Vasco Cordeiro pede "aliança de vontades" para enfrentar desafios dos Açores

Vasco Cordeiro pede "aliança de vontades" para enfrentar desafios dos Açores

 

Lusa/AO online   Regional   28 de Mai de 2018, 14:13

O presidente do Governo dos Açores, Vasco Cordeiro, reiterou esta segunda-feira o apelo a uma convergência entre os vários intervenientes na sociedade civil, política e económica da região, advogando que só assim se pode "levar por diante os Açores".

"Da parte do Governo [Regional] não há a menor dúvida: só em parceria, com uma aliança de vontades, é que será possível vencer os desafios que temos à nossa frente e levar por diante os Açores", vincou Vasco Cordeiro.

O chefe do executivo açoriano falava aos jornalistas à chegada à ilha de São Jorge, no arranque de uma visita estatutária de três dias, e voltou a centrar-se numa das mensagens proferidas recentemente no Dia da Região, quando, falando sobre a promoção de emprego, pediu aos sindicatos da região e às câmaras de comércio a criação ou reforço de "canais ou espaços de diálogo e concertação" para promover o emprego no privado e combater a precariedade.

O presidente do Governo dos Açores lembra que "continuam a existir" desafios "para todos os parceiros e todos os intervenientes" na região.

Na cerimónia desta manhã de assinatura do contrato da empreitada de reabilitação do troço da estrada regional entre o aeroporto e a Ribeira do Almeida, orçamentada em mais de um milhão de euros, Vasco Cordeiro abordou os investimentos públicos na ilha.

Só em São Jorge, diz Vasco Cordeiro, os investimentos desde 2012 "passam os 55 milhões de euros", e tudo é feito "com o objetivo muito claro e preciso" de "criar as condições para que naquilo que tem a ver com o investimento público e áreas sob intervenção do Governo Regional se criem condições propícias ao reforço da coesão" entre as ilhas açorianas.

E continuou: "Coesão não significa substituir-nos à responsabilidade de outros (...), mas sim criar condições" em campos como infraestruturas ou plataformas sociais para que se proporcione "o fomento da coesão" entre ilhas e o povo açoriano.

O Governo dos Açores iniciou hoje uma visita estatutária de três dias a São Jorge.

Vasco Cordeiro preside de tarde à sessão de autorização de cerca de três dezenas de apoios à recuperação de habitação degradada, que abrangem todas as freguesias do concelho das Velas, terminando este primeiro dia com a realização da reunião do executivo com o Conselho de Ilha de São Jorge.

Na terça-feira de manhã, o chefe do executivo açoriano preside à cerimónia de lançamento da primeira pedra da empreitada de construção das novas instalações do Museu Francisco Lacerda, na antiga fábrica de conservas Marie d’ Anjou, na Calheta, deslocando-se à tarde ao Topo para visitar o novo posto médico desta vila, recentemente reaberto, que "permitirá uma maior proximidade dos cuidados de saúde primários à população".

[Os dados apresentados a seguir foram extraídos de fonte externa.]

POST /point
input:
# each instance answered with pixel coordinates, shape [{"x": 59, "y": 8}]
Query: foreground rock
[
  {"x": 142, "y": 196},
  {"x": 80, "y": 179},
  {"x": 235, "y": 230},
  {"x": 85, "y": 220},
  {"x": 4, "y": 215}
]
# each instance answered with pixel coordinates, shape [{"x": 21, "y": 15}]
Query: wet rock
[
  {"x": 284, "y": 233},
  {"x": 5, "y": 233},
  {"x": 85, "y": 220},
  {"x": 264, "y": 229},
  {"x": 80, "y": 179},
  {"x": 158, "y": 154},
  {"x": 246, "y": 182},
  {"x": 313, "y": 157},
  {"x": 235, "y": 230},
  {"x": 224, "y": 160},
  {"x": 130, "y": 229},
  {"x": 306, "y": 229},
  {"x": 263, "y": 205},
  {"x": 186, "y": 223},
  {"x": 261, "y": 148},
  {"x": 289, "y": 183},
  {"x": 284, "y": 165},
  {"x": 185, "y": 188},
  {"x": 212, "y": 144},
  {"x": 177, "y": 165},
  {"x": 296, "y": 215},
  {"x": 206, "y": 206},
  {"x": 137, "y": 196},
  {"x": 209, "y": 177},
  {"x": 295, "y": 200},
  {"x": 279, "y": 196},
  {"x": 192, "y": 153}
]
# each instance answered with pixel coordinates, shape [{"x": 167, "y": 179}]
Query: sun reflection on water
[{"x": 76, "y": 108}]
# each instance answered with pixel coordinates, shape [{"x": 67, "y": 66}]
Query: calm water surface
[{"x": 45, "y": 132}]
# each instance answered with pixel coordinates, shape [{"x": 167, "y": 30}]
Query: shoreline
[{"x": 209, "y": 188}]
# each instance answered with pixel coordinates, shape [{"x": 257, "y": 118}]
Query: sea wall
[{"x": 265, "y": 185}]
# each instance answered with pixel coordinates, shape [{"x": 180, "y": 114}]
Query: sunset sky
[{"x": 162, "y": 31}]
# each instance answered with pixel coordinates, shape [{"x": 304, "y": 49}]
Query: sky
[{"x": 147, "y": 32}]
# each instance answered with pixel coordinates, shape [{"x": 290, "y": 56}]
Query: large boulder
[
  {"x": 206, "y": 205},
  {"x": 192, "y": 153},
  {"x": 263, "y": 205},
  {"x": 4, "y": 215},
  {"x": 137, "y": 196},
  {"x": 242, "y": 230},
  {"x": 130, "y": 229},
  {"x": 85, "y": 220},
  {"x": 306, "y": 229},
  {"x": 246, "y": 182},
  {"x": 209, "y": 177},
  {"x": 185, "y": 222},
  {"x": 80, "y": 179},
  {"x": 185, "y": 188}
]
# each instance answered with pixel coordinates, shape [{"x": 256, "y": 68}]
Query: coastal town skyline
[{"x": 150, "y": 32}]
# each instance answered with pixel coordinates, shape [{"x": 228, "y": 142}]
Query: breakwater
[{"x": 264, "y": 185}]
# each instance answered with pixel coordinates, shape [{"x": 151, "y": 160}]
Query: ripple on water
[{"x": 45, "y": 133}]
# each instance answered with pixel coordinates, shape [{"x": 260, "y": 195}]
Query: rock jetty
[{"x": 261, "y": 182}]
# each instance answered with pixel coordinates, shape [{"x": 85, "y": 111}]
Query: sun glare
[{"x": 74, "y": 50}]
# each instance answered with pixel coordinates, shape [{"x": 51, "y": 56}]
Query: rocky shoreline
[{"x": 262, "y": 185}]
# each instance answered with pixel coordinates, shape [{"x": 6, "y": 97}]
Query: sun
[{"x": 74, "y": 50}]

Segundo o programa divulgado pelo Governo Regional, o segundo dia da visita estatutária a São Jorge termina com a reunião do Conselho do Governo.

Na quarta-feira de manhã Vasco Cordeiro preside à assinatura de um protocolo entre o Governo Regional e a EDA (elétrica açoriana) para a eletrificação da Fajã da Caldeira do Santo Cristo, reserva natural e área ecológica especial, considerada um santuário do bodyboard e surf.

São Jorge tem mais de sete dezenas de fajãs, terrenos planos e férteis ao nível do mar que resultaram da acumulação de detritos na sequência de terramotos ou escoadas lávicas de erupções vulcânicas.

A anterior visita estatutária do executivo foi à ilha do Pico.